As elsewhere in nod, these diagnostics are advisory. They are meant to help users and tools understand the current state of the vault, not to promise that the graph is perfectly robust.

nod check --json returns a JSON report shaped like this:

{
  "issues": [
    {
      "code": "broken_link",
      "path": "/path/to/alpha.nod",
      "message": "broken link to missing id \"01ABC...\""
    }
  ]
}

The public API contract for check --json is:

  • The top-level shape is always {"issues":[...]}.
  • Success is reported as {"issues":[]}.
  • Each issue currently guarantees code, path, and message.
  • code values are stable lowercase ASCII snake_case identifiers.
  • path is an absolute filesystem path.
  • message is for humans and may be reworded over time.
  • Existing codes and field meanings are stable.
  • New codes and optional fields may be added later.
  • Consumers should ignore unknown future fields.
  • Issue ordering is stable: path, then code, then message.
  • Duplicate issues are removed using code + path + message.
  • JSON formatting is not part of the API contract.
  • The JSON schema is currently unversioned.

nod check --json still exits non-zero when issues are found:

  • 0: no issues
  • 1: check completed and found issues
  • 2: operational failure, so no trustworthy report was produced

The message is for humans.

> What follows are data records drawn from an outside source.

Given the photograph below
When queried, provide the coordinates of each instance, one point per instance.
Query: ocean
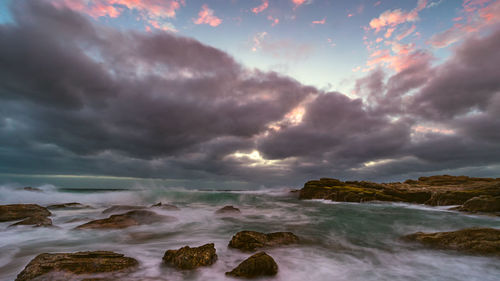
(339, 241)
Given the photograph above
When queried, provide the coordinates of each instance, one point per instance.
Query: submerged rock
(483, 203)
(132, 218)
(228, 209)
(251, 240)
(168, 207)
(480, 241)
(190, 258)
(23, 211)
(121, 208)
(260, 264)
(76, 263)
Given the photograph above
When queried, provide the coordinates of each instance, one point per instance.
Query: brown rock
(21, 211)
(480, 241)
(132, 218)
(483, 203)
(251, 240)
(260, 264)
(76, 263)
(228, 209)
(190, 258)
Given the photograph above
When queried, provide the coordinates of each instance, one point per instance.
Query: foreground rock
(228, 210)
(76, 263)
(132, 218)
(480, 241)
(191, 258)
(483, 204)
(435, 190)
(251, 240)
(258, 265)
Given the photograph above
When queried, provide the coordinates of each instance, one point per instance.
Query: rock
(251, 240)
(72, 205)
(480, 241)
(483, 203)
(76, 263)
(21, 211)
(36, 221)
(132, 218)
(190, 258)
(260, 264)
(168, 207)
(121, 208)
(228, 209)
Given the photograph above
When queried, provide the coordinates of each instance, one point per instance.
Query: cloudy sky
(254, 92)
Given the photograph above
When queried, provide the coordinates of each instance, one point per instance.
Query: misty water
(339, 241)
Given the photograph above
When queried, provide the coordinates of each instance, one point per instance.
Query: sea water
(339, 241)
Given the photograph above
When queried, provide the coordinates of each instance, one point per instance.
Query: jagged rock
(132, 218)
(228, 209)
(483, 203)
(480, 241)
(76, 263)
(260, 264)
(190, 258)
(36, 221)
(251, 240)
(168, 207)
(21, 211)
(72, 205)
(121, 208)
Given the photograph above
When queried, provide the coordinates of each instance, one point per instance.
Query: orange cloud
(206, 16)
(261, 7)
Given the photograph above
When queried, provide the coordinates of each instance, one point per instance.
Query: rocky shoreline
(477, 195)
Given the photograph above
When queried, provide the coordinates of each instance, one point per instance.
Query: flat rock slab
(251, 240)
(21, 211)
(479, 241)
(132, 218)
(76, 263)
(191, 258)
(258, 265)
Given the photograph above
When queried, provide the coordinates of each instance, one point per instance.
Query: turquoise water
(339, 241)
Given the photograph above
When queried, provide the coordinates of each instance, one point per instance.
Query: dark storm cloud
(81, 98)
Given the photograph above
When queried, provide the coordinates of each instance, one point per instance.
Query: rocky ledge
(479, 241)
(252, 240)
(191, 258)
(132, 218)
(435, 191)
(76, 263)
(258, 265)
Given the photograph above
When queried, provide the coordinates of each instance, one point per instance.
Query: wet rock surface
(76, 263)
(132, 218)
(479, 241)
(258, 265)
(252, 240)
(191, 258)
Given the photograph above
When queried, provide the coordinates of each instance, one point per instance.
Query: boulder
(121, 208)
(228, 209)
(132, 218)
(480, 241)
(483, 203)
(21, 211)
(190, 258)
(258, 265)
(251, 240)
(168, 207)
(76, 263)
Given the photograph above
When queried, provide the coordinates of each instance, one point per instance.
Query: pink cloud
(323, 21)
(261, 7)
(206, 16)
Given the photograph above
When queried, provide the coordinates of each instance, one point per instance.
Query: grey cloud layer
(80, 98)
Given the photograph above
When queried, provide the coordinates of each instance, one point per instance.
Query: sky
(255, 93)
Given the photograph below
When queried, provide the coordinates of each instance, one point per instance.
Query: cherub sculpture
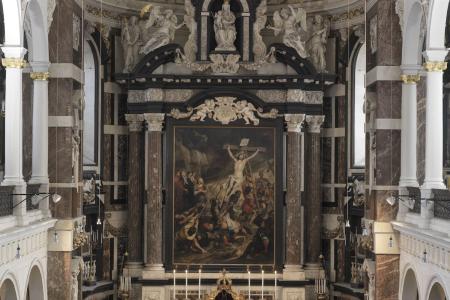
(292, 23)
(165, 24)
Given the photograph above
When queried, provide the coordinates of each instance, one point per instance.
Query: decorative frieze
(225, 110)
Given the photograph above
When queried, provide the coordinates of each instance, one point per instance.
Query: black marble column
(294, 224)
(135, 181)
(313, 203)
(154, 192)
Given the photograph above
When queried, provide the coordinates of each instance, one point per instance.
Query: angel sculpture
(166, 24)
(190, 48)
(131, 37)
(292, 22)
(317, 43)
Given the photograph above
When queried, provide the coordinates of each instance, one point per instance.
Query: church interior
(224, 149)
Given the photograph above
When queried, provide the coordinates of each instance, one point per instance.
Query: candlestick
(262, 284)
(249, 288)
(186, 285)
(199, 283)
(275, 296)
(174, 284)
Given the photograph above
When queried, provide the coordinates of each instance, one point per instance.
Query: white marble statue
(165, 24)
(259, 47)
(190, 48)
(225, 28)
(292, 23)
(317, 43)
(131, 42)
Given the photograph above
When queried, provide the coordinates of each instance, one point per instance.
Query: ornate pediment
(225, 110)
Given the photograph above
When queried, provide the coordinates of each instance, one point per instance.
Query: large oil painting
(224, 191)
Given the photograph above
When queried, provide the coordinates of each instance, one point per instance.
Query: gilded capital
(10, 62)
(435, 66)
(294, 122)
(410, 79)
(154, 121)
(135, 122)
(42, 76)
(314, 123)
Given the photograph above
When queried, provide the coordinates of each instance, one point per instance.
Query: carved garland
(225, 110)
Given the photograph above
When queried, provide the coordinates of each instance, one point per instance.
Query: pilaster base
(293, 273)
(153, 271)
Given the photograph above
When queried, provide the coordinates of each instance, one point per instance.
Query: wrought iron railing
(6, 200)
(32, 189)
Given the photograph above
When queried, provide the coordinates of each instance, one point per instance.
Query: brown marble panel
(61, 33)
(421, 121)
(389, 35)
(389, 100)
(60, 97)
(387, 277)
(27, 138)
(59, 275)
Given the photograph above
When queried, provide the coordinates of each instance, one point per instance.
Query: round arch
(38, 38)
(35, 288)
(436, 290)
(436, 23)
(8, 290)
(13, 22)
(410, 289)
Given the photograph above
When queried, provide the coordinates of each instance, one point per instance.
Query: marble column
(135, 188)
(154, 158)
(294, 227)
(434, 65)
(14, 63)
(39, 171)
(313, 204)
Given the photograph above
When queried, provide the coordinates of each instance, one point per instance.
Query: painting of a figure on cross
(224, 195)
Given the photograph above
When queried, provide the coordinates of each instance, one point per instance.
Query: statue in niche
(259, 47)
(317, 43)
(165, 24)
(131, 42)
(225, 28)
(292, 22)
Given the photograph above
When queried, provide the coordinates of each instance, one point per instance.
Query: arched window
(90, 116)
(358, 115)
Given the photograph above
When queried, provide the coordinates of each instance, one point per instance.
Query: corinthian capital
(135, 122)
(294, 122)
(314, 123)
(154, 121)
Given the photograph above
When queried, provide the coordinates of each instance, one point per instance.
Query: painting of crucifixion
(224, 195)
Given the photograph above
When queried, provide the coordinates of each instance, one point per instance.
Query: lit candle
(174, 284)
(199, 283)
(262, 284)
(275, 296)
(186, 285)
(249, 288)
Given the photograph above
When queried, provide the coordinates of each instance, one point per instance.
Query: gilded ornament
(43, 76)
(17, 63)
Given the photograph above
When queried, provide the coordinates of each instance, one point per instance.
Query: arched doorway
(437, 293)
(35, 288)
(8, 290)
(410, 290)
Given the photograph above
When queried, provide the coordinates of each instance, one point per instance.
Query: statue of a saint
(224, 28)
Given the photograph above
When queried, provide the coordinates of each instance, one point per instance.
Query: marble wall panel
(387, 277)
(59, 275)
(389, 100)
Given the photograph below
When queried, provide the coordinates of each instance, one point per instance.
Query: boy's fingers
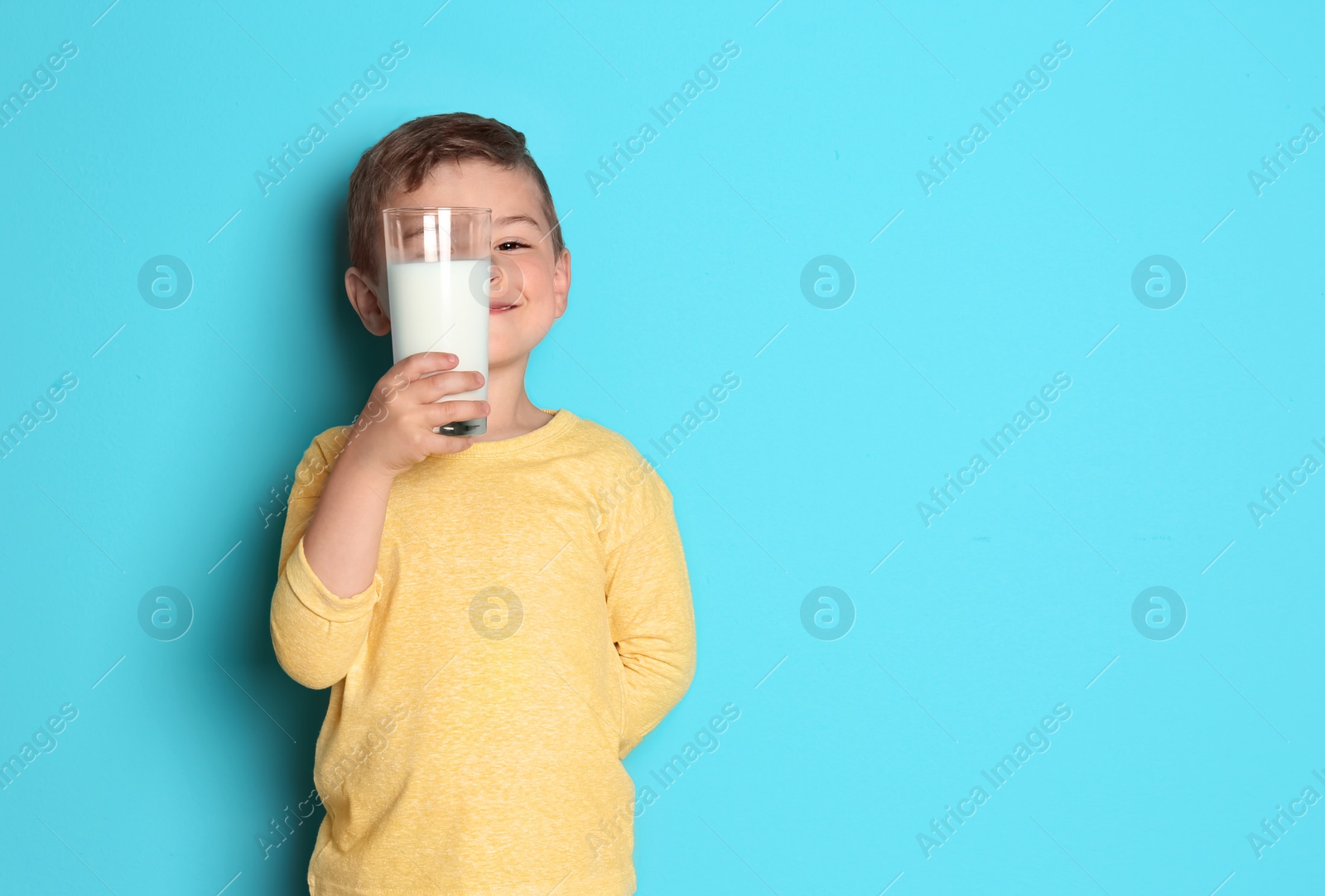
(426, 362)
(441, 444)
(446, 412)
(450, 382)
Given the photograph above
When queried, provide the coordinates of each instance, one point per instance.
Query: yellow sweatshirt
(529, 622)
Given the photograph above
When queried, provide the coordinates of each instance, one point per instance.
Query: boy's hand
(398, 426)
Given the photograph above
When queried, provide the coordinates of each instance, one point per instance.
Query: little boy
(500, 618)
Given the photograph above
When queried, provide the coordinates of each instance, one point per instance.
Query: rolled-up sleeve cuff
(315, 595)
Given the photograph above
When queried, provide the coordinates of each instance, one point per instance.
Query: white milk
(432, 308)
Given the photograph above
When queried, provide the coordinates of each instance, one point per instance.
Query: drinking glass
(437, 291)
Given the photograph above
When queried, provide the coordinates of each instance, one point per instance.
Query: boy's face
(530, 278)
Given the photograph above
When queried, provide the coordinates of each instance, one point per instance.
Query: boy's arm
(651, 613)
(316, 633)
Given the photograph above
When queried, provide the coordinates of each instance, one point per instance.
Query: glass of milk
(437, 288)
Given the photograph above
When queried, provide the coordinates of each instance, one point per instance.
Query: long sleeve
(316, 633)
(651, 611)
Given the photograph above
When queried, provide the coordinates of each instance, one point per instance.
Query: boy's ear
(562, 282)
(364, 296)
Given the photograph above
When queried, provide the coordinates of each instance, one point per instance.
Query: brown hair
(404, 158)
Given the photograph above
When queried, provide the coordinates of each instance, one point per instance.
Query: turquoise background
(158, 465)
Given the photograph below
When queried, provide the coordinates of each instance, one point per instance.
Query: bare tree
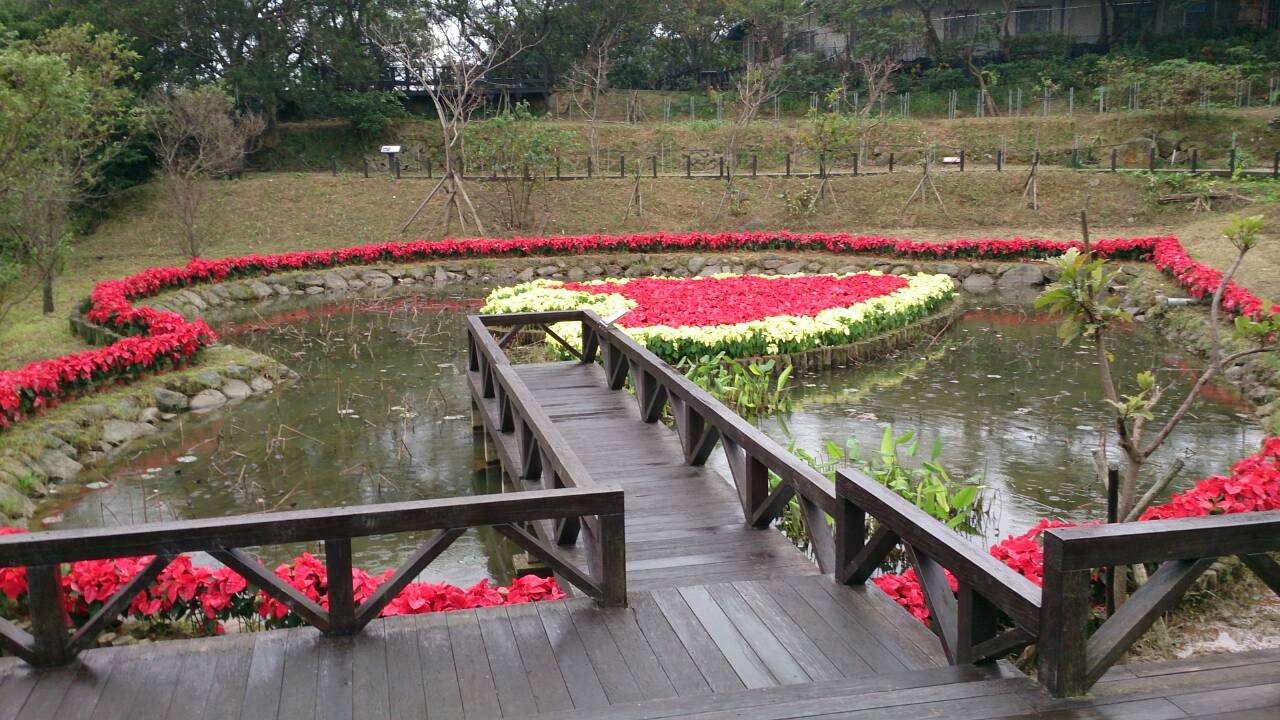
(755, 86)
(449, 57)
(589, 81)
(197, 136)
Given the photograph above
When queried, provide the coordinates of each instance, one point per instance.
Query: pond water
(382, 414)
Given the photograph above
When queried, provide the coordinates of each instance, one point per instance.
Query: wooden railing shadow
(855, 523)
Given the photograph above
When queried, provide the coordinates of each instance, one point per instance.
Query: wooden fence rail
(968, 620)
(50, 641)
(1070, 657)
(992, 611)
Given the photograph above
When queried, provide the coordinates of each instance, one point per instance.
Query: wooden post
(342, 605)
(1064, 632)
(1112, 516)
(612, 564)
(850, 531)
(48, 614)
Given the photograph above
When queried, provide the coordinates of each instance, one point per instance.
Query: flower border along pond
(739, 315)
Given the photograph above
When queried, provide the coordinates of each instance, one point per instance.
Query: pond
(382, 414)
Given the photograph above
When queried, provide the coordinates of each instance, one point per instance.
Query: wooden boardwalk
(672, 654)
(723, 616)
(684, 523)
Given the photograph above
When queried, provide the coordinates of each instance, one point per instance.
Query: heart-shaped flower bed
(740, 315)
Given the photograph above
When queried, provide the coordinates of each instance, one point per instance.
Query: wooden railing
(50, 641)
(1070, 657)
(700, 420)
(993, 611)
(990, 595)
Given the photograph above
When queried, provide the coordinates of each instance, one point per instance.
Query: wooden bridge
(689, 604)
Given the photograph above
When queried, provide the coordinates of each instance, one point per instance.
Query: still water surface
(382, 414)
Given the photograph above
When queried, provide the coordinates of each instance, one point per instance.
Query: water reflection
(382, 414)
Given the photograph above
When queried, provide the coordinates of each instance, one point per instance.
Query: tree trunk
(48, 302)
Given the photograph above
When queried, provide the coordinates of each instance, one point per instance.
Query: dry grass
(283, 212)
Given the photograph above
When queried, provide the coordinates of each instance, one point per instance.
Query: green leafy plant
(750, 390)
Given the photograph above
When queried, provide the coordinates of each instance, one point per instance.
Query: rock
(378, 278)
(60, 445)
(208, 400)
(119, 432)
(978, 282)
(96, 410)
(208, 378)
(237, 373)
(1022, 276)
(58, 465)
(333, 281)
(13, 504)
(170, 401)
(236, 390)
(260, 288)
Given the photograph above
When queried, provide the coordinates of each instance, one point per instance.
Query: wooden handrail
(44, 555)
(1070, 657)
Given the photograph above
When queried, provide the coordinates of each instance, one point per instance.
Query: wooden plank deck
(684, 524)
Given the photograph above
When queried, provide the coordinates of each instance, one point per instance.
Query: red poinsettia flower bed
(722, 301)
(1252, 486)
(211, 597)
(164, 338)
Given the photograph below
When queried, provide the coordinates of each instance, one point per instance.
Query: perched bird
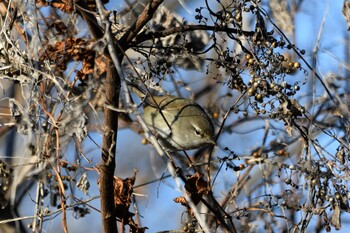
(180, 124)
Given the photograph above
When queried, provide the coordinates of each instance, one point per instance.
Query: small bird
(180, 123)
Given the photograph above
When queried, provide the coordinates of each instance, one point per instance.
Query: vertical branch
(109, 150)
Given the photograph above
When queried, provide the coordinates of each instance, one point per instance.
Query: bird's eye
(198, 132)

The code is the stable machine-facing handle for scripts and future tools.

Current diagnostic codes include:

  • missing_archive_dir
  • invalid_front_matter
  • missing_required_field
  • invalid_slug
  • filename_slug_mismatch
  • duplicate_id
  • duplicate_slug
  • duplicate_link
  • self_link
  • broken_link
  • link_to_archived
  • missing_backlink

Additional rules that are part of the current API:

  • missing_required_field is shared across all missing reserved fields.
  • invalid_slug is distinct from missing_required_field.
  • invalid_front_matter covers front matter parse failures, including malformed delimiters and YAML parse errors.
  • missing_archive_dir covers both a missing archive directory and a malformed non-directory archive path.
  • duplicate_id and duplicate_slug are checked across the whole vault, including archived nods.
  • For duplicate id and slug conflicts, the issue is reported on the later conflicting file, and the earlier conflicting path only appears in message.
  • Archived nods are still checked as documents for parse, validation, filename, and uniqueness problems.
  • Archived nods are outside the active graph for backlink consistency.
  • Consumers should not parse path to infer metadata such as whether a nod is archived.

Development

Common commands:

gofmt -w main.go main_test.go internal/nod/*.go
go test ./...

More Detail

See SPEC.md for the current v0 mini-spec.